The Company will invest in small to medium sized trading companies, both start-up/early stage growth and established, being companies with a turnover typically up to US$20 million, based mainly in the Greater China and South East Asian region, and thereby create a portfolio of minority investments in such companies.
The Company’s investment objective is to achieve attractive investment returns through capital appreciation on a medium to long term horizon. The Directors consider between 2 to 4 years to be medium term and long term to be over 4 years. The Directors intend to build an investment portfolio of small to medium sized companies based mainly in the Greater China and South East Asian region, where economic growth is expected to remain strong. The Company may also take advantage of opportunities to invest in companies in other jurisdictions, such as the UK, which have close trading links with Greater China and South East Asia. Investments will normally be in equity or preferred equity but if appropriate convertible loans or preference shares may be utilised.
The Company has no intention to employ gearing, but reserves the right to gear the Company to a maximum level of 25 per cent. of the last published net asset value of the Group should circumstances arise where, in the opinion of the Directors, the use of debt would be to the advantage of the Company and the Shareholders as a whole.
The investment portfolio will consist primarily of unlisted companies but the Directors will also consider investing in undervalued listed companies, if and when such an opportunity arises. Where suitable opportunities are identified, investment in companies considering a stock market listing at the pre-initial public offering stage will be considered.
No more than 20 per cent. of the gross assets of the Group will be invested in any single investment. The Directors consider that opportunities will arise to invest in investee companies by the issue of new Ordinary Shares at a discount of no more than 10 per cent. of the mid market price at the time of agreement of their issue in exchange for new equity, preferred equity or convertible instrument in the investee company. Initial target sectors are financial services, consumer retail distribution, natural resources and infrastructure but the Company will seek to take advantage of opportunities in other sectors if these arise.
The Company will invest in at least five different investee companies, thereby reducing the potential impact of poor performance by any individual investment. The Directors will endeavour to identify at least two suitable investments and complete investment agreements with such investee companies within the first twelve months and complete at least five investments within two years.

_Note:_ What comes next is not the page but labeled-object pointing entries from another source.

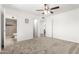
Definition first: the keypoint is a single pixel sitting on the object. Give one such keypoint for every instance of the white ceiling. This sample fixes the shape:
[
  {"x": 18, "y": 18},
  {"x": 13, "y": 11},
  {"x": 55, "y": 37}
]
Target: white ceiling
[{"x": 31, "y": 8}]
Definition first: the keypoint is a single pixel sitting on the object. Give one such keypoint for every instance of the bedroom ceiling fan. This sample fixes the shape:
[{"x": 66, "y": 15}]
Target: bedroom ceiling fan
[{"x": 48, "y": 10}]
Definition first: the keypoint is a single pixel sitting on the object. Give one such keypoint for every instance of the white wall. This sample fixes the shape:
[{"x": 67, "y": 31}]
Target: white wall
[
  {"x": 0, "y": 27},
  {"x": 66, "y": 25},
  {"x": 49, "y": 27},
  {"x": 24, "y": 30}
]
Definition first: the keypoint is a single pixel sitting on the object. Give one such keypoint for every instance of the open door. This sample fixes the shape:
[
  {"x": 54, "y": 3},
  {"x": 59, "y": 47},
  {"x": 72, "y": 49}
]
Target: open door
[{"x": 10, "y": 31}]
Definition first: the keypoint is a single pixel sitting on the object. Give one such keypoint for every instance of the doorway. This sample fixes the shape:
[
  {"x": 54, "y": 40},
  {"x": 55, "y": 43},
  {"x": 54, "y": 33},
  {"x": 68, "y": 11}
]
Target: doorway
[
  {"x": 35, "y": 28},
  {"x": 10, "y": 31}
]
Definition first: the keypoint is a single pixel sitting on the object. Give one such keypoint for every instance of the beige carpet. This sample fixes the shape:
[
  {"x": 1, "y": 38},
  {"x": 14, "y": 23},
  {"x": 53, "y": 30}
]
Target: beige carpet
[{"x": 43, "y": 45}]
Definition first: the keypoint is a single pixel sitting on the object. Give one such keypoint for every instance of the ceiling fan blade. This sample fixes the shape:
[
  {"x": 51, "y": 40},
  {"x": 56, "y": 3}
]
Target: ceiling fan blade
[
  {"x": 40, "y": 10},
  {"x": 51, "y": 12},
  {"x": 54, "y": 8}
]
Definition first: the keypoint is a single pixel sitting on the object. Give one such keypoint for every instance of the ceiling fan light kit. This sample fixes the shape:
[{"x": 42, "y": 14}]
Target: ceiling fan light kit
[{"x": 46, "y": 10}]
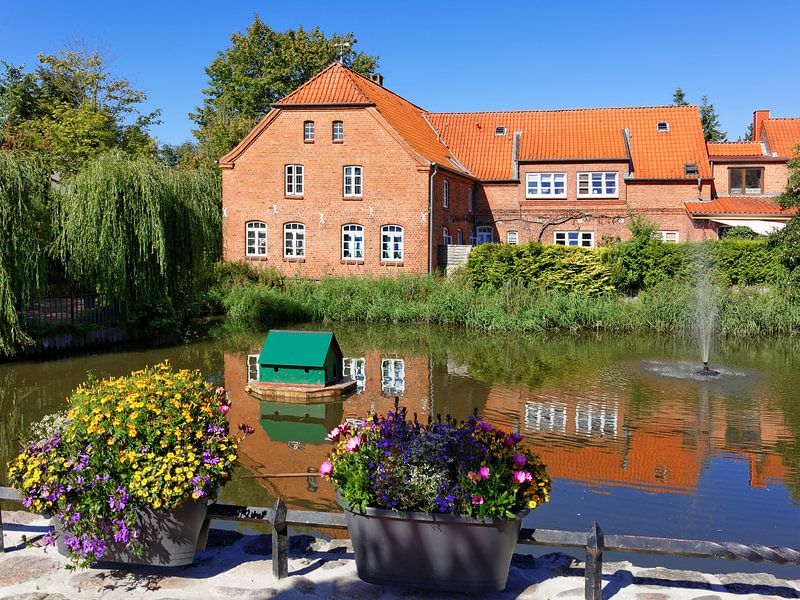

The Company does not intend to take majority interests in any investee company, save in circumstances where the Company exercises any rights granted under legal agreements governing its investment. Each investment by the Company will be made on terms individually negotiated with each investee company, and the Company will seek to be able to exercise control over the affairs of any investee company in the event of a default by the investee company or its management of their respective obligations under the legal agreements governing each investment. Where appropriate, the Company will seek representation on the board of companies in which it invests. Where board representation is secured in an investee company, remuneration for such appointment will be paid to the benefit of the Company thereby enhancing returns on the investment. There will be no intention to be involved in the day to day management of the investee company but the skills and connections of the board representative will be applied in assisting the development of the investee company, with the intention of enhancing shareholder value. The Company will arrange no cross funding between investee companies and neither will any common treasury function operate for any investee company; each investee company will operate independently of each other investee company.
Where the Company has cash awaiting investment, it will seek to maximize the return on such sums through investment in floating rate notes or similar instruments with banks or other financial institutions with an investment grade rating or investment in equity securities issued by companies which have paid dividends for each of the previous three years.